« Mais en fait, c’est quoi l’art contemporain? »
Pour Malika et Amalia…
Question pertinente de ma filleule journaliste qui me questionnait sur mes passions. Ben oui, tout compte fait, chaque époque n’a-t-elle pas produit son propre art contemporain? l’art correspondant à son temps présent?
Voici donc une description rapide, cavalière, mais j’espère assez formative pour aiguiser une plus large curiosité.
Il y a eu l’art antique, l’art Gothique, la Renaissance (vers 1400). Puis, depuis le maniérisme au XVIe siècle, l’histoire de l’art se subdivise en «mouvements artistiques». Ceux-ci définissent une pratique, une manière de peindre. Ce sont des ensembles d’artistes et d’oeuvres possédant une esthétique commune et dont les éléments théoriques sont souvent décrits dans un manifeste. Si tu veux en faire partie, tu dois t’y conformer (un peu comme un parti politique…). Plus flous sont les courants artistiques qui désignent les tendances relevées après coup, moins strictement définis.
Quelques mouvements ou courants : l’orientalisme, le pointillisme (ou divisionnisme), l’art brut, le minimalisme, le classicisme, le réalisme, le symbolisme, l’art nouveau, etc (voir ICI)
Ces mouvements en « isme » permettent de regrouper schématiquement les différents langages visuels à travers leurs époques et de distinguer, d’une manière générale, les grandes étapes qui ont marqué l’histoire de la peinture. A l’image de la transformation des mentalités au cours des décennies, ils retracent certaines formes tangibles d’interrogations humaines et laissent des traces sur l’évolution de la société .
Et puis, dès le milieu du XIXe siècle environ, apparait l’impressionnisme. Une véritable rupture avec ce qui se faisait auparavant en art pictural classique. Il faut un scandale pour changer les choses…et un avant-gardiste! Ce sera Edouard Manet (pourtant ni impressionniste, ni réaliste) qui expose un fort choquant (selon les critères de l’époque) « Déjeuner sur l’herbe » au Salon des Refusés de 1863. Ce salon se forme en marge du salon officiel (académique) dont un jury validait le goût officiel. Fin XIXe, sous de violentes critiques de la presse et du public, le terme « impressionnisme » est créé, puis petit à petit toléré, accepté et diffusé par les marchands d’art et les musées.
C’est l’avènement de ce que l’on nomme l’Art Moderne et qui va durer 100 ans environ, et qui est composé de plusieurs mouvements artistiques.
Abstraction, cubisme, futurisme, expressionnisme, surréalisme, Op’art, pop art, etc.

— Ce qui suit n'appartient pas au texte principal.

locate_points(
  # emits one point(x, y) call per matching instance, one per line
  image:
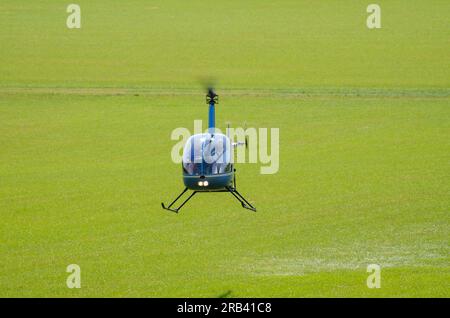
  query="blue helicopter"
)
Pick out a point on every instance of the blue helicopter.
point(207, 162)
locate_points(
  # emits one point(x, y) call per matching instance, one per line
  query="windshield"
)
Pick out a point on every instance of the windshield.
point(206, 154)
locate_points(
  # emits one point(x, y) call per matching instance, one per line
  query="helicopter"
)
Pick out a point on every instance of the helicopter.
point(207, 163)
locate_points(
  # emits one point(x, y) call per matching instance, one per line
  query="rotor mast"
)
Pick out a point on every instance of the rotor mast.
point(212, 99)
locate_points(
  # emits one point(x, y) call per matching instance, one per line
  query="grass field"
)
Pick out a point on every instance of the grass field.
point(85, 123)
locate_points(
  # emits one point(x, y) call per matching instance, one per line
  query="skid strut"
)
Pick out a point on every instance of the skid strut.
point(245, 204)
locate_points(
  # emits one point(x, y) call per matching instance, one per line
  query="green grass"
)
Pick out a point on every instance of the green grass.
point(85, 123)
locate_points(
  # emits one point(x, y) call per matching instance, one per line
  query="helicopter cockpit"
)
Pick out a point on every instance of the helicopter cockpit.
point(207, 154)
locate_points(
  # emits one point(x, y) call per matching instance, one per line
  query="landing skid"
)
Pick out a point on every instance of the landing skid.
point(245, 204)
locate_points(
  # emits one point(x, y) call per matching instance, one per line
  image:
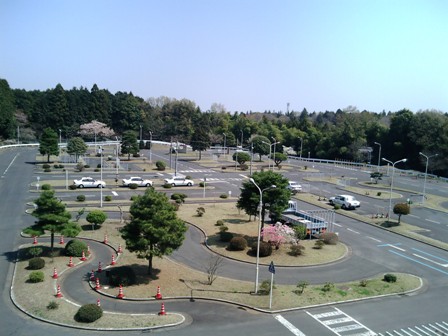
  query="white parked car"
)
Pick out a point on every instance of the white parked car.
point(345, 201)
point(88, 182)
point(294, 186)
point(176, 181)
point(138, 181)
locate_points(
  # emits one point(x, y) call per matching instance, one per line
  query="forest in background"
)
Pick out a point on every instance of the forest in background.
point(345, 134)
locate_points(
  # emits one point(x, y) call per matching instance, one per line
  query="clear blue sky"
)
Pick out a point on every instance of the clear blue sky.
point(249, 55)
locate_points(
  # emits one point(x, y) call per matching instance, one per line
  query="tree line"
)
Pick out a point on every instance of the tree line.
point(344, 134)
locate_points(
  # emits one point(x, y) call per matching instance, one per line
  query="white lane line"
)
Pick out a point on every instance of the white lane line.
point(352, 231)
point(288, 325)
point(377, 240)
point(429, 220)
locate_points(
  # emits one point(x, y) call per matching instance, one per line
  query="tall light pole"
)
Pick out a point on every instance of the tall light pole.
point(260, 206)
point(225, 138)
point(392, 183)
point(379, 154)
point(426, 173)
point(301, 146)
point(150, 147)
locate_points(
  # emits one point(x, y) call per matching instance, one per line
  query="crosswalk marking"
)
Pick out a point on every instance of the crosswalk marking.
point(341, 324)
point(289, 325)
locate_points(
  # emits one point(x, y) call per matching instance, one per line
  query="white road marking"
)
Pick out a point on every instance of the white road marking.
point(289, 325)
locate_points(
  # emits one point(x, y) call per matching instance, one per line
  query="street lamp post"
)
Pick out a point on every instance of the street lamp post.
point(225, 138)
point(379, 154)
point(301, 146)
point(426, 174)
point(260, 206)
point(150, 147)
point(392, 183)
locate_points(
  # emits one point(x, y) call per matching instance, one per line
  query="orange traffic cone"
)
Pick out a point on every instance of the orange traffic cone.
point(97, 284)
point(83, 256)
point(120, 292)
point(158, 295)
point(58, 293)
point(162, 309)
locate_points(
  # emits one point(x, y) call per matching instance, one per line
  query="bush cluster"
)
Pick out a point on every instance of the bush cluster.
point(36, 263)
point(329, 238)
point(390, 277)
point(237, 244)
point(75, 247)
point(124, 275)
point(160, 165)
point(89, 313)
point(36, 276)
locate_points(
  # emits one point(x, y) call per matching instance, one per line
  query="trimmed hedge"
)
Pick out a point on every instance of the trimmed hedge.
point(36, 263)
point(75, 247)
point(89, 313)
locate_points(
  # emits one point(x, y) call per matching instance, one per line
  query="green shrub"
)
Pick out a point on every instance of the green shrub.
point(36, 263)
point(296, 250)
point(81, 198)
point(36, 276)
point(89, 313)
point(329, 238)
point(200, 211)
point(237, 244)
point(75, 247)
point(52, 305)
point(390, 277)
point(160, 165)
point(225, 236)
point(265, 249)
point(123, 275)
point(319, 244)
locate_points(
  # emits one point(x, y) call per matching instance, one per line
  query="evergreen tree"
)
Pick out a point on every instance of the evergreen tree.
point(154, 229)
point(49, 143)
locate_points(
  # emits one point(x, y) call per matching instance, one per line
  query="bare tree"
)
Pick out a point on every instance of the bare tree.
point(214, 264)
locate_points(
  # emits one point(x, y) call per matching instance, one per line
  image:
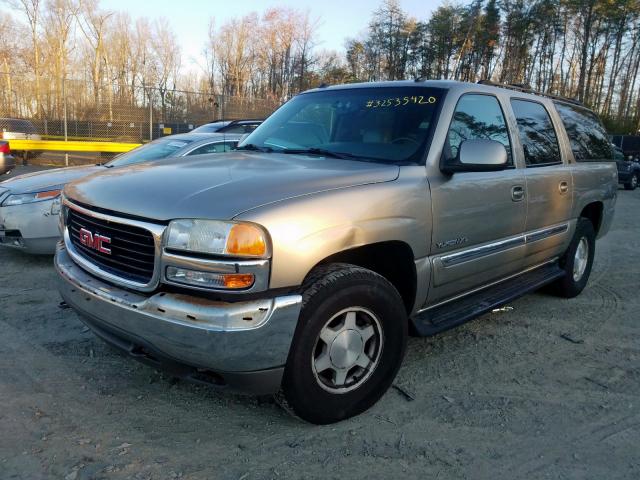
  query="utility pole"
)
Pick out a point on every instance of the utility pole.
point(150, 117)
point(64, 112)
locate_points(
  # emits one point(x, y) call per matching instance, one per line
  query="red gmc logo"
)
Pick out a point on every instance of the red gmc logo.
point(95, 241)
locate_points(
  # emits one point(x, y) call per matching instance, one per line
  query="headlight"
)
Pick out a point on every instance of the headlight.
point(30, 197)
point(217, 238)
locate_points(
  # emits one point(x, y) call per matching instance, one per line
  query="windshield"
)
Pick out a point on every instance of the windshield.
point(162, 148)
point(210, 127)
point(387, 124)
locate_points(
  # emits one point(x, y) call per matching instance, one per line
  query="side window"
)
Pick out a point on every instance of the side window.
point(477, 117)
point(537, 134)
point(217, 147)
point(588, 138)
point(234, 129)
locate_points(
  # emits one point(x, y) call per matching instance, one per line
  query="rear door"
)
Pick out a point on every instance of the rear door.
point(478, 217)
point(548, 182)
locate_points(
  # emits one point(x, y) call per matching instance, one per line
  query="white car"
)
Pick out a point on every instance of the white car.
point(29, 204)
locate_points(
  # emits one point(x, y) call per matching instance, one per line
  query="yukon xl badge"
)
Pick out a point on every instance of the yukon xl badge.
point(453, 242)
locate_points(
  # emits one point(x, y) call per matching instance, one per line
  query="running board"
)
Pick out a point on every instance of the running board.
point(451, 314)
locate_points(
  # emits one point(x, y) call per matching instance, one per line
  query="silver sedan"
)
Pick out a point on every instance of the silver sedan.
point(29, 204)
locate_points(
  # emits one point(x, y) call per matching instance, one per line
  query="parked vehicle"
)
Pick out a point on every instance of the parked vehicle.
point(7, 160)
point(29, 204)
point(628, 170)
point(353, 215)
point(19, 129)
point(228, 126)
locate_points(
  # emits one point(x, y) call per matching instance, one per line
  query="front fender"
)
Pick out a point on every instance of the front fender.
point(305, 230)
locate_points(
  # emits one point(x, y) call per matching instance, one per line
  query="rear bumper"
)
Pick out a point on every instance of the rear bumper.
point(241, 345)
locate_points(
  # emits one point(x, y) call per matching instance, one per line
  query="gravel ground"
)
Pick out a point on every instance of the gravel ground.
point(547, 389)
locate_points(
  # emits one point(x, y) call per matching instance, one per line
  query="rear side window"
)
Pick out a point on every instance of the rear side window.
point(588, 138)
point(477, 117)
point(537, 134)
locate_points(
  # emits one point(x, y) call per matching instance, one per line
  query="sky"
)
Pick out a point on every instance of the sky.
point(340, 19)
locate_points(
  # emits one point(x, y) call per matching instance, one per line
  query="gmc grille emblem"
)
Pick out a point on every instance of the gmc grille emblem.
point(95, 241)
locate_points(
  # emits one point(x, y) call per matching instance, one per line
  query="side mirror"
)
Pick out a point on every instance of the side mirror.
point(243, 138)
point(478, 155)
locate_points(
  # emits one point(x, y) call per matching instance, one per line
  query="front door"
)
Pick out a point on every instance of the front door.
point(478, 217)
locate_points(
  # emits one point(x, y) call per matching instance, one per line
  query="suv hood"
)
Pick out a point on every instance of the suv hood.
point(38, 181)
point(220, 186)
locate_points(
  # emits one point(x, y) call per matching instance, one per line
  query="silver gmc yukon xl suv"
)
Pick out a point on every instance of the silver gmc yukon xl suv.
point(352, 217)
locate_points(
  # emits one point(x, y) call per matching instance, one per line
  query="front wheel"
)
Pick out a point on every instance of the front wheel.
point(348, 346)
point(577, 260)
point(632, 184)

L’avant-gardiste suivant ne sera reconnu que bien après son activité artistique. C’est pourtant lui, en grande partie, le géniteur, l’instigateur des sources de l’art contemporain : Marcel Duchamp (1887-1968 bio). Son « Nu descendant l’escalier » fut refusé en 1912 à Paris, puis scandalisa New York l’année suivante, lui offrant une notoriété outre-atlantique.
En effet, il a osé les transgression les plus audacieuses, bouleversé les pratiques et interrogé les démarches artistiques en les renouvelant radicalement. Et ceci dès le tout début du XXe siècle. Dada bien avant l’heure (oui! le dadaïsme est un mouvement), nulle influence n’aura prise sur sa liberté de création et son indépendance d’esprit. Il mêle à son art géométrie, chimie, psychologie, physiologie, érotisme ou encore métaphysique.
On lui doit, entre autres, l’invention du Ready-Made (objet manufacturé, tout-fait faisant oeuvre ou utilisé dans l’oeuvre signée). Après ceci, la palettes de médiums utilisés par les artistes explose!
« Un ready-made est une œuvre d’art sans artiste pour la faire ».
Marcel Duchamp, 1963

Et ce n’est que l’une de ses révolutionnaires inventions artistiques. Le riche blog Centenaire Duchamp t’apprendra tout ce qu’il faut savoir sur son oeuvre polysémique et son humour. Même s’il a travaillé avec le hasard, énonçant un « principe d’indifférence », chacune de ses productions hétéroclites est pensée en regard de l’entièreté de l’oeuvre.
« Tout est à base de climat érotique sans se donner beaucoup de peine. Cela remplace ce que d’autres écoles appelaient symbolisme, romantisme. Cela pourrait être, pour ainsi dire, un autre ‹ isme ›. L’érotisme était un thème, et même plutôt un ‹ isme ›, qui était la base de tout ce que je faisais au moment du ‹ Grand Verre ›. Cela m’évitait d’être obligé de rentrer dans des théories déjà existantes, esthétiques ou autres. » Marcel Duchamp, entretien avec Pierre Cabanne, 1967
Le cérébral Marcel Duchamp cesse rapidement de peindre après une dernière oeuvre emblématique intitulée Tu m’ en 1918. Il aura ainsi tout son temps pour peaufiner son Grand Verre (1915-1923), réunir ses notes et ses oeuvres miniaturisées en boîtes, jouer aux échecs, s’occuper des scénographies des expositions de ses amis artistes, illustrer des catalogues, fignoler son oeuvre posthume, un genre de diorama (« Etant donnés: 1°La chute d’eau 2°Le gaz d’éclairage », 1946-1966) et j’en passe. Mais surtout, surtout, il anticipe mine de rien le discours artistique à venir. Pour lui, c’est l’idée qui prime et non la rétine.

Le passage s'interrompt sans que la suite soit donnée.